Fix bearer token invalidation bug by calling AddResponses() twice on 401 errors

[iain-macdonald]

Issue #, if available:
#686

Description of changes:
There's a pretty detailed description of the bug that this PR fixes at #686. This fix addresses the first sentence of the second paragraph there:

However, the soci-snapshotter code that provides HTTP Responses to the authorizer only ever provides the most recent HTTP Response, so the logic above is never exercised. Instead, it always hits the n == 1 condition in invalidAuthorization.
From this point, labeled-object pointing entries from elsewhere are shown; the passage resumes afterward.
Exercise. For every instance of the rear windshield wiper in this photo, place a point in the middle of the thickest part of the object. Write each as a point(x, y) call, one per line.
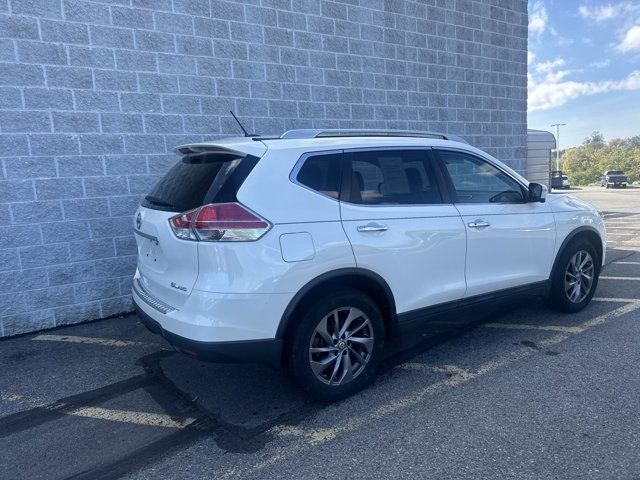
point(158, 201)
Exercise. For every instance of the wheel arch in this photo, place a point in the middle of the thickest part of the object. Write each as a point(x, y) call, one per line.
point(364, 280)
point(588, 233)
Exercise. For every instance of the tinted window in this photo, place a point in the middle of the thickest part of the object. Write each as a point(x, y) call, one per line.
point(198, 179)
point(393, 177)
point(477, 181)
point(321, 173)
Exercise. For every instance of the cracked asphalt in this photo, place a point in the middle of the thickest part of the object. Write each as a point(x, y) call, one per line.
point(529, 394)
Instead of just calling AddResponses() with the one response, this PR changes that logic to provide the same 401 response twice to AddResponses() to force invalidation of the expired token and then adds a second call to AddResponses() with just once 401 response to fetch a fresh bearer token before proceeding to retry fetching resources from the remote registry.

Testing performed:
We have been using this fix in production at BuildBuddy to stream public container images from remote registries without incident:

Kern also kindly offered to add an integration test for this bug in #686.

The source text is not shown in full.